Court records show investigators looked at building work at Mann’s practice that used lead, as well as multiple life insurance policies that named him beneficiary, totaling more than $1 million if Pettey died. In sworn testimony, a UAB physician described her lead concentration as far above normal and said the levels were consistent with ingestion, not background exposure. “Astronomical” was how clinicians characterized her numbers, according to investigators. Prosecutors argued that Mann supplied vitamins and encouraged Pettey to continue taking them as her health deteriorated, while he presented himself as a fellow victim after the diagnosis.

At trial, jurors heard from Pettey, relatives, detectives, medical experts and lawyers for both sides. The defense contended the state had not proved when or how the lead entered Pettey’s system, noting that investigators did not recover a single container that conclusively matched the dose. Prosecutors said the case did not hinge on a single pill bottle but on a chain of behavior and documents. The panel agreed with the state’s theory. In August 2025, the court imposed the maximum sentence under Alabama law. Motions for acquittal or a new trial were denied that fall. Mann remains in custody while his case proceeds on appeal.

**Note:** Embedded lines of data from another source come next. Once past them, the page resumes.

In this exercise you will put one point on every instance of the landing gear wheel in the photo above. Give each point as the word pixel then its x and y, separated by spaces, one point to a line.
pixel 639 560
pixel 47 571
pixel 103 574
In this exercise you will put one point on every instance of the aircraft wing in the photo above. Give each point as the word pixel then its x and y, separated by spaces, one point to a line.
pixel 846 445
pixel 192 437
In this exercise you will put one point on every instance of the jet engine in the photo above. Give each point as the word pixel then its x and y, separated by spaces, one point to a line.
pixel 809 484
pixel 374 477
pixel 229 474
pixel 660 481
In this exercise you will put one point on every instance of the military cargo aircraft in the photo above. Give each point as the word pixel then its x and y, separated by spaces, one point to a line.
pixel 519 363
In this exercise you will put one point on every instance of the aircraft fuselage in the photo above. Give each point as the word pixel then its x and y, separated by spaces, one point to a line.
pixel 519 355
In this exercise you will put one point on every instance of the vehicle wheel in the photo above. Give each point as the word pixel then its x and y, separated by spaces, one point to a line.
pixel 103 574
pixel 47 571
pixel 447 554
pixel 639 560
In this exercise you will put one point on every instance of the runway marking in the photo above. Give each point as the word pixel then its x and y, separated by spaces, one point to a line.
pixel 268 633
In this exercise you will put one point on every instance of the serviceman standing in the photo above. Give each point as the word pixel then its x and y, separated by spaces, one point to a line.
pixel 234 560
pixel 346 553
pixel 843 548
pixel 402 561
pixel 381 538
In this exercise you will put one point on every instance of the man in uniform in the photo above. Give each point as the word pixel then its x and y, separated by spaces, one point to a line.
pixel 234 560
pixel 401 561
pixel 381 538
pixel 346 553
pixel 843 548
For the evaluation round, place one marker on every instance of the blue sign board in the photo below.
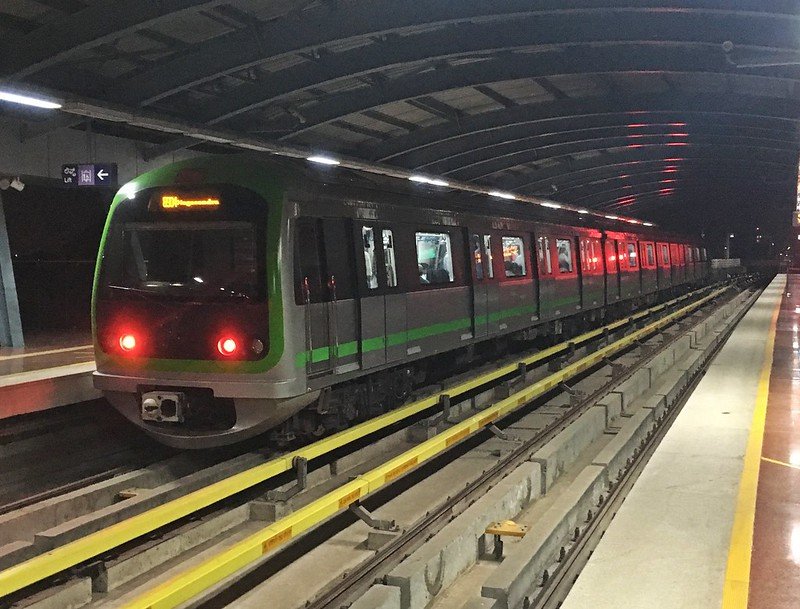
(89, 174)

The legal fight now centers on appellate filings and the record. The Alabama Court of Criminal Appeals has directed the Morgan County court to rule on certain outstanding motions tied to the case file. Any further hearings will be set after the record is complete. Appeals could challenge evidentiary rulings, jury instructions and the sufficiency of proof about the source and timing of the lead. The state maintains the evidence was enough: motive tied to money, means through access to lead, and months of health decline tracked to pills under Mann’s control.

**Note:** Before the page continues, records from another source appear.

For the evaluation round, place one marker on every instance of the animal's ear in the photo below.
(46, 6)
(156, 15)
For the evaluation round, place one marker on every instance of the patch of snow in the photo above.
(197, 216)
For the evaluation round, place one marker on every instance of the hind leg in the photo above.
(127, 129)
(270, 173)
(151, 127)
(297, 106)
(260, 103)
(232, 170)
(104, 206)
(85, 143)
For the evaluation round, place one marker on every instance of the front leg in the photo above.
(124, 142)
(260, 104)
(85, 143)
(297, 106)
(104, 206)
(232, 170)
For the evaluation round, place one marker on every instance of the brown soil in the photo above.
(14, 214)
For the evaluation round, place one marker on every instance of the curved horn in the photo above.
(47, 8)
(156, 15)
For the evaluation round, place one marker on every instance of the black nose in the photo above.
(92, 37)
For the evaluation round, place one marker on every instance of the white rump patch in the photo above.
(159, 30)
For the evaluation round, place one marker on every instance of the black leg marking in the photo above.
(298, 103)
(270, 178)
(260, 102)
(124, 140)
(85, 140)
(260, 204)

Outside the courtroom, Pettey has spoken briefly about recovery and the strain of a trial that put her medical history on display. Friends in the Hartselle and Decatur area described a community stunned by the diagnosis and later by the allegations against someone known from a local clinic. After the verdict, prosecutors thanked jurors for weighing unusual medical evidence; defense counsel said the case would continue on appeal and asked the public to reserve judgment. The national spotlight returned this month with a primetime broadcast revisiting the diagnosis, interviews and the evidence presented at trial.

As of Monday, Mann’s conviction and life sentence stand while appeals move forward. The next milestone is expected with appellate rulings on the record and briefing schedule in the coming weeks.

Author note: Last updated January 12, 2026.